Thanks for tagging @torkar
The instructions you linked are intended for working with OpenCL stuff in C++ in Stan Math (there is much more OpenCL related stuff implemented in Stan Math and most of it has not made it to Stan yet).
I think that is probably the first think linked if you write Stan GPU in google.
Instructions for CmdStan and OpenCL are now available here: 14 Parallelization | CmdStan User’s Guide
They are very new and thus probably have not been indexed by searches yet.
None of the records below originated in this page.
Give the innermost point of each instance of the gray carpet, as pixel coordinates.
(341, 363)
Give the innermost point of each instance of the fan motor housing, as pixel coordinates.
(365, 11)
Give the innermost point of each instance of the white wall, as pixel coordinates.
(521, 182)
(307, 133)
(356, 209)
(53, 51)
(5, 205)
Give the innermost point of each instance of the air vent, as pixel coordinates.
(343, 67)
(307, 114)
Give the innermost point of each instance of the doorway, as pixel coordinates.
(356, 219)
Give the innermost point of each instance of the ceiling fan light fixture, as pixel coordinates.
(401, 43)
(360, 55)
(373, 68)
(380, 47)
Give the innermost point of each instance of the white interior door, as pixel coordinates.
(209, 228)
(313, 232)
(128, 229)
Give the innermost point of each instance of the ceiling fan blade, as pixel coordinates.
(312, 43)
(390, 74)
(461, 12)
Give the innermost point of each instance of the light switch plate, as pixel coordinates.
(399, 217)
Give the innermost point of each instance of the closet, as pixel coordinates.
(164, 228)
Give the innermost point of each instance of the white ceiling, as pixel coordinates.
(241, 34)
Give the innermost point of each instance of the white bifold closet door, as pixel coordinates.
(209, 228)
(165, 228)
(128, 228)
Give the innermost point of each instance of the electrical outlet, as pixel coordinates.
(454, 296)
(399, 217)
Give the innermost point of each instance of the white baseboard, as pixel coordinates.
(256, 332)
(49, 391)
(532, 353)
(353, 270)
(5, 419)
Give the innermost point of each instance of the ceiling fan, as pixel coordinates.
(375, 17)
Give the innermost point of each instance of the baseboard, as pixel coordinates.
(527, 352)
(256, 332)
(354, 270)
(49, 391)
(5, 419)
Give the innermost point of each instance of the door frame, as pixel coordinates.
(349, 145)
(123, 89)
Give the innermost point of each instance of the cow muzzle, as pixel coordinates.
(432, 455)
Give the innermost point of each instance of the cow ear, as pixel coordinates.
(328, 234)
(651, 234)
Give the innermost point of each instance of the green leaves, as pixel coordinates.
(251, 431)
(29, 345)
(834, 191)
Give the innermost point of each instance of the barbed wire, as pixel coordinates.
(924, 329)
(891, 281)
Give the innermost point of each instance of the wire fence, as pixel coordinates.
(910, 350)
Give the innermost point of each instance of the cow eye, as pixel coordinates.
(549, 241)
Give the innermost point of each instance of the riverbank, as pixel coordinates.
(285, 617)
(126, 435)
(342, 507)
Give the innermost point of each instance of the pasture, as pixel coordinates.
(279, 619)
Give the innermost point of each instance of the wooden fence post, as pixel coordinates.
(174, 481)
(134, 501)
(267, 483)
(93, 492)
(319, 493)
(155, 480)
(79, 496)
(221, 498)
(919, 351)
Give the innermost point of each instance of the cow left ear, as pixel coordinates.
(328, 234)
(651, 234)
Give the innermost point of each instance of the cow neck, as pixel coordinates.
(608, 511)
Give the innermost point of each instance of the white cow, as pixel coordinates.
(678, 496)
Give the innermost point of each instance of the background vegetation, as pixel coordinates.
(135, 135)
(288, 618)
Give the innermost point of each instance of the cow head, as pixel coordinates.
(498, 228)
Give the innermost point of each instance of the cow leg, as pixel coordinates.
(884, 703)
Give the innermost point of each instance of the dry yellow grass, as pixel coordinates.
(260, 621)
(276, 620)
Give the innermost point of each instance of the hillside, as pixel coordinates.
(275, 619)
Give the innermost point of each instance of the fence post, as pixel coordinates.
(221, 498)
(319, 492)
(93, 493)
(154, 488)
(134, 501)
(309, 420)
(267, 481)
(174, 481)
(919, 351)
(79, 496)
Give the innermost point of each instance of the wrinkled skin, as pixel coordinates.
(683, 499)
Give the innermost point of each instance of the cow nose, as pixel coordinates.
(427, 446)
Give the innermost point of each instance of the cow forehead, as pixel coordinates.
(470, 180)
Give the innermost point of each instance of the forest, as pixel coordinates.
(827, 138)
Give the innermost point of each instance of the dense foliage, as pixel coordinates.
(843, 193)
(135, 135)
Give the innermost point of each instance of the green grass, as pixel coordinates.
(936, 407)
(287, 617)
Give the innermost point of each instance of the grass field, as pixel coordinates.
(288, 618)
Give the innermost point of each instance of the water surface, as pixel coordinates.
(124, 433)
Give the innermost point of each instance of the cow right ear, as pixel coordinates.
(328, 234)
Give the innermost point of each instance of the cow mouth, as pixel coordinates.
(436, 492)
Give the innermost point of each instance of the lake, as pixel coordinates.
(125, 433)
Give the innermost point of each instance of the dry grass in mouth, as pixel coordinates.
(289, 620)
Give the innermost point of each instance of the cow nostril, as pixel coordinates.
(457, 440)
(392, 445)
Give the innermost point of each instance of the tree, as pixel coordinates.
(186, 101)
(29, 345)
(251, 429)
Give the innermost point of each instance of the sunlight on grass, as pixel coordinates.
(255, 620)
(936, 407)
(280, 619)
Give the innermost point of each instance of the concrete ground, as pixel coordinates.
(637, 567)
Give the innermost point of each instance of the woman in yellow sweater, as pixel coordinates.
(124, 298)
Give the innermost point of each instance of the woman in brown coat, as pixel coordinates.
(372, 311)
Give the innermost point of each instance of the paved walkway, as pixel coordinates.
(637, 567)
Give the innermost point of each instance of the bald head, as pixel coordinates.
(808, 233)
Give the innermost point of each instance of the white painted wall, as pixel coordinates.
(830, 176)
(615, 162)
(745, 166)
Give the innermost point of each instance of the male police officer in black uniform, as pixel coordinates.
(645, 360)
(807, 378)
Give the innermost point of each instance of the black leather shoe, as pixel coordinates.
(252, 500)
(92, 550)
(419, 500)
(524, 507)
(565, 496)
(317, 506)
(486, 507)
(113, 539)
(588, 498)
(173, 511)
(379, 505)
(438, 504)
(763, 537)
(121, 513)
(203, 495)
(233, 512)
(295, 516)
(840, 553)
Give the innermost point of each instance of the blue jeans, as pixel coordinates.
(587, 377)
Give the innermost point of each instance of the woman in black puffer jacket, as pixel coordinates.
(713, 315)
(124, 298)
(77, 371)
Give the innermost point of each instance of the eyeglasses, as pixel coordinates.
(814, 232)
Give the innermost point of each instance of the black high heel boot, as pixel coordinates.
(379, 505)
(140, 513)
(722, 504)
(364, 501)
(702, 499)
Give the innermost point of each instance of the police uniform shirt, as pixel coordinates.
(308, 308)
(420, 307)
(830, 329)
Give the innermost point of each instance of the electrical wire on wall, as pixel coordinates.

Here is a cmdstanr example:
library(cmdstanr)
generator = function(seed = 0, n = 1000, k = 10) {
set.seed(seed)
X <- matrix(rnorm(n * k), ncol = k)
y <- 3 * X[,1] - 2 * X[,2] + 1
y <- ifelse(runif(n) < 1 / (1 + exp(-y)), 1, 0)
list(k = ncol(X), n = nrow(X), y = y, X = X)
}
data <- generator(1, 100000, 20)
# we will write the data to da file ourselves
# so we dont do it twice for GPU an CPU version
data_file <- paste0(tempfile(), ".json")
write_stan_json(data, data_file)
opencl_options = list(
stan_opencl = TRUE,
opencl_platform_id = 0,
opencl_device_id = 0 #in your case its 1 here
)
model_code <- "
data {
int<lower=1> k;
int<lower=0> n;
matrix[n, k] X;
int y[n];
}
parameters {
vector[k] beta;
real alpha;
}
model {
target += bernoulli_logit_glm_lpmf(y | X, alpha, beta);
}
"
stan_file <- write_stan_file(model_code)
mod <- cmdstan_model(stan_file)
mod_cl <- cmdstan_model(stan_file, cpp_options = opencl_options)
fit <- mod$sample(data = data_file, iter_sampling = 500, iter_warmup = 500, chains = 4, parallel_chains = 4, refresh = 0)
fit_cl <- mod_cl$sample(data = data_file, iter_sampling=500, iter_warmup = 500, chains = 4, parallel_chains = 4, refresh = 0)
We get the following:
CPU
Running MCMC with 4 parallel chains...
Chain 1 finished in 104.1 seconds.
Chain 3 finished in 104.4 seconds.
Chain 2 finished in 104.9 seconds.
Chain 4 finished in 104.7 seconds.
All 4 chains finished successfully.
Mean chain execution time: 104.5 seconds.
Total execution time: 105.7 seconds.
Running MCMC with 4 parallel chains...
GPU
Chain 3 finished in 15.6 seconds.
Chain 1 finished in 15.7 seconds.
Chain 2 finished in 15.7 seconds.
Chain 4 finished in 16.0 seconds.
All 4 chains finished successfully.
Mean chain execution time: 15.7 seconds.
Total execution time: 17.0 seconds.
In this example devices are selected at compile time.
Cmdstan 2.26 also support runtime selection of devices, but that has not made it to cmdstanr yet (it hopefully does this week). Will also add a vignette with exactly this example.